The royal cult is origin and goal of the traditional theologies of the Old Kingdom (Heliopolitan, Hermopolitan, Memphite & Osirian). Without the king, there is no Maat and the created world returns to chaos, as light to darkness. The ideal of divine kingship, a unity of temporal and spiritual activities, is crucial to understand the "canon" of the Old Kingdom mentality and way of life. Especially in the IIIth, IVth & Vth Dynasties, a fairly unmixed, pristine strand of this culture is revealed.

The Unas text is a literary masterpiece summarizing the best theology of the moment. It is not a loose set of funerary spells, but a composition to be viewed as an integrated whole, albeit in early ante-rational thinking. No doubt, the intellectual elite produced concrete concepts, as in proto-rational cognition, but the culture at large was still steeped in myth and pre-rational pre-concepts, remaining very situational and with limited functionality.

"But one cannot help suspecting that a fundamental revision of the ritual coincided with the decision to immortalize these spells, previously handed down on perishable papyrus, by carving them in stone and thereby also endowing them with greater magical power.

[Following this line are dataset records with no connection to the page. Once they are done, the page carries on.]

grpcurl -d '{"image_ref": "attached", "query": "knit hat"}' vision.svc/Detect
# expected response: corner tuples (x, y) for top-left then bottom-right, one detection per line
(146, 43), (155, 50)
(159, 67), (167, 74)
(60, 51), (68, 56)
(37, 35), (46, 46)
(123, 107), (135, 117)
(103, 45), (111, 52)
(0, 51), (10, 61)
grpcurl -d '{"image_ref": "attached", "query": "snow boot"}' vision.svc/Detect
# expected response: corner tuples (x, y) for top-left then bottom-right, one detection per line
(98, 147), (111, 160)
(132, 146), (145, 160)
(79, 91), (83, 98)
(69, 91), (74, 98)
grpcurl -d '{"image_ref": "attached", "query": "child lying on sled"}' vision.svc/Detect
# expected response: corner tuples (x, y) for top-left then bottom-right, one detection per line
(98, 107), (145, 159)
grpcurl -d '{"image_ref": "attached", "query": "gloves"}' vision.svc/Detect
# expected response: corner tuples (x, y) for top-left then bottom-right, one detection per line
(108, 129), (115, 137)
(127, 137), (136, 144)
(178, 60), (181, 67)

The decision on Wenis's part has provided for us the earliest collection of religious texts, not only of Egypt, but of all humankind." - Hornung, 1999, p.36.

The divine nature of the king is the core myth holding Ancient Egyptian society together. It explains royal magic (effectiveness), Great Speech and Maat, truth & justice. In the "ideal" of the Heliopolitan priests, the living Horus-king guarantees a "good Nile" and his united administration creates economic surplus. The Nile records his magic, while the "pacification" of the "two lands" is his control & power, the brilliance of his Great Mansion. Centuries before Unas, this state ideology was already fully in place (cf. the great building projects).

► the texts

King Unas was the first to include hieroglyphic inscriptions in his royal tomb, namely in its corridor, antechamber, passage-way & burial-chamber. The area around the sarcophagus and the serdab are left uninscribed. This coincides with a general increase of writing in general in the later Vth Dynasty. The Unas text, carved and filled with blue pigment, contains, in 228 of the 759 (Faulkner, 1969) known "utterances", the first historical account of the (Heliopolitan) religion of the Old Kingdom, in particular its royal cult. It precedes the textualization of the Vedas, reckoned at ca. 1900 BCE (Unas died ca. 2348 BCE).

"The Pyramid Texts reflect not only an Egyptian vision of the afterlife but also the entire background of Old Kingdom religious and social structures, and they incorporate an ancient worldview much different from that of more familiar cultures." - Allen, 2005, p.13.

Technically, the Pyramid Texts are a corpus consisting of "utterances" or "spells", so called because the expression "Dd mdw" ("Dd" = "word" ; "mdw" = "speech"), "to say" or "to say the words", i.e. the sacred words to be recited is, as a rule, atop most texts, allowing for a classification. The one introduced by Sethe (1910, with 714 utterances), is an inventory of all texts, irrespective of the kind of text or its placement in the tombs.